Grother explained that facial recognition research is divided based on three types of subjects: cooperative, non-cooperative, and uncooperative. Cooperative subjects are those who are knowingly looking at a camera straight-on, as they would for a passport photo. Non-cooperative facial recognition means a person can be facing off-angle, with his or her face obscured. Identifying uncooperative subjects, people who obscure their faces with sunglasses and ball caps, is hardest of all, Grother said.
Face detection technology generally works best on cooperative subjects. However, FIVE assessed non-cooperative facial recognition. Non-cooperation requires unknown video imagery to be compared with images previously collected from multiple individuals.

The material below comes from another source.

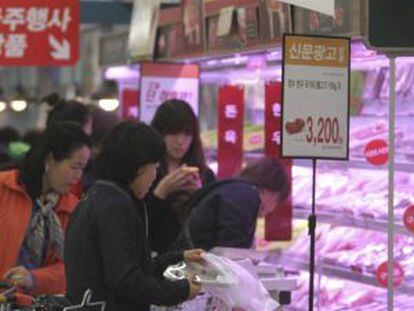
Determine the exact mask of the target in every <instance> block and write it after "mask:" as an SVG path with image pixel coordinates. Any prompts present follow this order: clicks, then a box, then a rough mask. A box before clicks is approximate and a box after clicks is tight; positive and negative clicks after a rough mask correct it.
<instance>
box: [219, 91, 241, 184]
mask: <svg viewBox="0 0 414 311" xmlns="http://www.w3.org/2000/svg"><path fill="white" fill-rule="evenodd" d="M243 122H244V88H243V87H241V86H233V85H225V86H220V88H219V106H218V146H217V161H218V177H219V178H228V177H232V176H234V174H236V173H237V172H239V171H240V169H241V167H242V161H243Z"/></svg>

“Accuracy depends on the number of people enrolled in a database,” Grother said. “The problem is quite hard if you don’t have any cooperation from subjects.”

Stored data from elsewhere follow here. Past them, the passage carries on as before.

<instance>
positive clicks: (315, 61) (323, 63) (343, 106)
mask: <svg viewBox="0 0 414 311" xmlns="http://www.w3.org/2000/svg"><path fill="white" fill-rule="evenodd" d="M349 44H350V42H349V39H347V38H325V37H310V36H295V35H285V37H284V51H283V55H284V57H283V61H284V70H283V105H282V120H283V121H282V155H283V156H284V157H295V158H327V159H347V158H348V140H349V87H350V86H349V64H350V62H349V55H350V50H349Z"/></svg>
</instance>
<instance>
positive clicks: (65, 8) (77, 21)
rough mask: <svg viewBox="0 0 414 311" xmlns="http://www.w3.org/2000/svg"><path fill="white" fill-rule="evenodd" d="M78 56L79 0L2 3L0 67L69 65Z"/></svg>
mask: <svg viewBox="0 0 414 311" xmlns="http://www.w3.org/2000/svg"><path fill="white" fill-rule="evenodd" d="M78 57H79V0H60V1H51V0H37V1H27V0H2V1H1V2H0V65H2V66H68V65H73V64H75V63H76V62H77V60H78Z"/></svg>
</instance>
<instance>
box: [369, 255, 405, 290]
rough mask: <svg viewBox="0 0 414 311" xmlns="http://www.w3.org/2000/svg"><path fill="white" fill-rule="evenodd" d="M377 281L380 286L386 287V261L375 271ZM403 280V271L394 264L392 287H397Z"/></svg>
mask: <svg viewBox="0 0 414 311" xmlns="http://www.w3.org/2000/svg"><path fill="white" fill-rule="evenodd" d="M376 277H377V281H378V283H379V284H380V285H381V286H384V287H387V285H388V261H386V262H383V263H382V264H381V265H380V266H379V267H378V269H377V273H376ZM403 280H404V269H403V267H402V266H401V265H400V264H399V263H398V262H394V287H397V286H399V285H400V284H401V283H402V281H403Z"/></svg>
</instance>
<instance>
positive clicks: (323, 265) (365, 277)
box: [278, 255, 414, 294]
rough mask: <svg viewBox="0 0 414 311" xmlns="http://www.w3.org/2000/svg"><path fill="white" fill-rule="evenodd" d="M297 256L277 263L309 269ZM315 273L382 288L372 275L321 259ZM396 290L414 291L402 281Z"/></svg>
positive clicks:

The report, which was supported by the Department of Homeland Security’s Science and Technology Directorate, states that “there is a massive variation in accuracy between algorithms”. It says that non-cooperating facial recognition can only be as accurate as still photograph recognition when it is captured with the same high quality as photographs.
“Further, high accuracy can only be achieved by deliberate installation and con-figuration of cameras and the environment, and such control over the deployment may sometimes be impossible, for physical, economic, or societal reasons,” the report states.
Most videos display 24 to 30 frames a second, and Grother said processing these images is a long and costly process. The more people in the video, the longer it takes to process a video.
For example, Table 33 in the FIVE report reveals that processing a video image with no people and no motion takes 23.89 seconds when using algorithm A30V. Using the same algorithm, processing a video image with between one and three subjects takes 39.95 seconds. The algorithm, when applied to a video image with four to seven subjects, processes the image in 61.97 seconds.
The report also states that, while multiple cameras provide more benefits, the cost of computation increases linearly with the number of cameras. According to the report, it is almost certainly less expensive to “deploy a capable attractor with eye catching and varied content” than to use multiple cameras.
“That’s an expensive process for some algorithms,” Grother said. “The importance of that is in the amount of hardware they need to buy. It also depends on the price of the searches you need to conduct.”